Participei recentemente num debate televisivo com o ex-ministro dos Negócios Estrangeiros de Portugal, António Martins da Cruz, consultor contratado pelo regime do MPLA. Martins da Cruz defendeu que assuntos relativos aos direitos humanos apenas poderiam ser discutidos no Conselho dos Direitos Humanos das Nações Unidas. Com base nestes seus argumentos e através de um ardiloso trabalho de montagem e edição de imagens, os media estatais angolanos apresentaram o debate como uma grande vitória do regime.

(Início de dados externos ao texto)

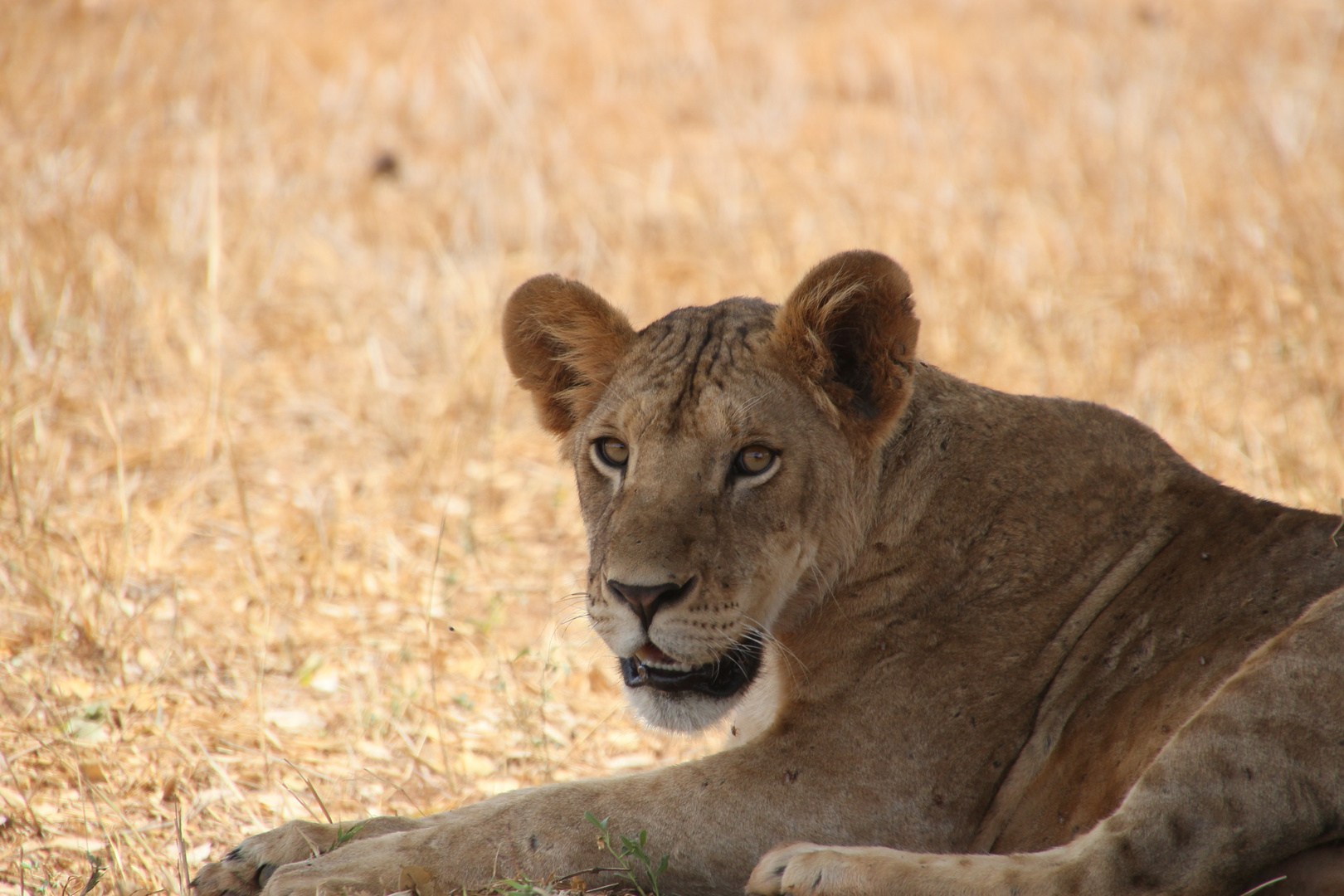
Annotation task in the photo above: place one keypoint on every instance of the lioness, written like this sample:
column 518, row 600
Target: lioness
column 984, row 644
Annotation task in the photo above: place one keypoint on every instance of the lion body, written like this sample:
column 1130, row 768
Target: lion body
column 1006, row 644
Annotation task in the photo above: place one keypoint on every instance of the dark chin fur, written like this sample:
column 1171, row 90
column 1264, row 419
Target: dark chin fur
column 694, row 699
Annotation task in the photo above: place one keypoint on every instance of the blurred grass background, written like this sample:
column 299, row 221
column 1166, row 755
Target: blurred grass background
column 251, row 260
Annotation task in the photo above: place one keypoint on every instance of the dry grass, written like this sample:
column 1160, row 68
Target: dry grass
column 245, row 381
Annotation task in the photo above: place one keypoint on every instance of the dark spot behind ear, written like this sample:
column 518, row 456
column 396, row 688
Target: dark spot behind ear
column 563, row 343
column 851, row 331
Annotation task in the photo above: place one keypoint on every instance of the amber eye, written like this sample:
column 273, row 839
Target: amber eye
column 754, row 460
column 613, row 451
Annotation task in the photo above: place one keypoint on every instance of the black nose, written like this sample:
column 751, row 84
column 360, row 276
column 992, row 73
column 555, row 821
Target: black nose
column 647, row 599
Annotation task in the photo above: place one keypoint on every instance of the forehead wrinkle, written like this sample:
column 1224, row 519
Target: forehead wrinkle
column 680, row 358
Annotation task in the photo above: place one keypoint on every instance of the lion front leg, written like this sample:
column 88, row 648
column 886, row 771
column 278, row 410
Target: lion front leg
column 1254, row 778
column 251, row 865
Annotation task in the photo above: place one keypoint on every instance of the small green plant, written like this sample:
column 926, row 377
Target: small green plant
column 346, row 835
column 631, row 850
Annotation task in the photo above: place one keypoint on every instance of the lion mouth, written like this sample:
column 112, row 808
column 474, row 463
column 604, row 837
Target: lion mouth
column 726, row 676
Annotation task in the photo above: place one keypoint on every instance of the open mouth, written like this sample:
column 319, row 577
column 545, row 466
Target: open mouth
column 723, row 677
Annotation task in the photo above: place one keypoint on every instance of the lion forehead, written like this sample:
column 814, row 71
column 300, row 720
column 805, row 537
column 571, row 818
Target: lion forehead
column 693, row 353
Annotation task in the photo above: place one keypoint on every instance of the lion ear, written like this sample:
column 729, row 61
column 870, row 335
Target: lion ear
column 850, row 328
column 563, row 343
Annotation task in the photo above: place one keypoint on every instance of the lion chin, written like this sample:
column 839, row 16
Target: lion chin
column 686, row 698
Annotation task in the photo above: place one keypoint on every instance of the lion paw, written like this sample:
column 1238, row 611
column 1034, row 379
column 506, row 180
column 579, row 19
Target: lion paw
column 777, row 872
column 256, row 863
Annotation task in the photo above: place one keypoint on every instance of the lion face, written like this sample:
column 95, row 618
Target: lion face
column 706, row 494
column 726, row 458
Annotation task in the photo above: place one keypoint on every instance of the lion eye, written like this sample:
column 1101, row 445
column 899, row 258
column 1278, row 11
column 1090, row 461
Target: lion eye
column 754, row 460
column 613, row 451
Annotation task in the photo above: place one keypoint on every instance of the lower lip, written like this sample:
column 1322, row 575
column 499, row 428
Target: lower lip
column 724, row 677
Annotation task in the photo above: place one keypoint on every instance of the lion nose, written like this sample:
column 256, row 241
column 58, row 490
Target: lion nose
column 647, row 599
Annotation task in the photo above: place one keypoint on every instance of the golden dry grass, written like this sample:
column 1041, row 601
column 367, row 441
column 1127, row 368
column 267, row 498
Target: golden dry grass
column 245, row 381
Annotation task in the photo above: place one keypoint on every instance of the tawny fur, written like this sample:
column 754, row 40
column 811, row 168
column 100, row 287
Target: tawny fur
column 1018, row 644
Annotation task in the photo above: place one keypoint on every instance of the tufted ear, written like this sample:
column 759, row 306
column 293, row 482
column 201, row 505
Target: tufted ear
column 850, row 329
column 563, row 343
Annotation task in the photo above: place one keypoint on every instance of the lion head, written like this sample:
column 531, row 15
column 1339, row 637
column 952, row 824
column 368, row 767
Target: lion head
column 726, row 458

Entretanto, José Eduardo dos Santos enviou a Portugal o seu recentemente indigitado  chefe de propaganda internacional, o embaixador-itinerante António Luvualu de Carvalho, para entregar a mensagem de que qualquer desafio à autoridade do presidente angolano seria considerado uma ameaça de guerra. Luvualu de Carvalho sustentou que os 15 jovens activistas estavam a planear «que a Organização do Tratado do Atlântico Norte (NATO) ou alguns países que dela fazem parte fizessem um ataque a Angola, para que se verifique o horror que se verifica agora na Líbia ou se verificou e verifica na Tunísia». A comparação é surpreendente, dado que o quarteto de diálogo nacional da Tunísia venceu o Prémio Nobel da Paz 2015 por assegurar uma transição pacífica e bem-sucedida. 

Recentemente, Luvualu tentou descredibilizar os argumentos do reconhecido escritor José Eduardo Agualusa, com base na sua dupla nacionalidade angolana e portuguesa. Agualusa tem-se destacado como embaixador das causas da liberdade de expressão e respeito pelos direitos humanos em Angola. Os comentários de Luvualu são no mínimo estranhos, tendo em conta o número elevado de governantes angolanos com dupla nacionalidade.

A propaganda fabricada pelo MPLA continua a criticar Portugal por permitir que os seus meios de comunicação e a sociedade civil tomem posição a favor da liberdade de expressão e do respeito pelos direitos humanos em Angola, sugerindo que esta postura revela uma atitude colonialista por parte de Lisboa.

No entanto, a atitude colonialista parece estar mais enraizada no regime do MPLA do que na população portuguesa. Portugal continua a funcionar como um espelho para a elite angolana, o que impossibilita os angolanos de forjarem um país à sua própria imagem. Angola está presa a uma independência em que a elite no poder ainda clama a aceitação portuguesa, numa perspectiva de assimilação colonial.

Em resultado de tudo isto, as promessas da independência não foram cumpridas. «Liberdade Já» é o primeiro passo a dar no sentido de as fazer cumprir agora.

*Artigo original publicado no The Guardian.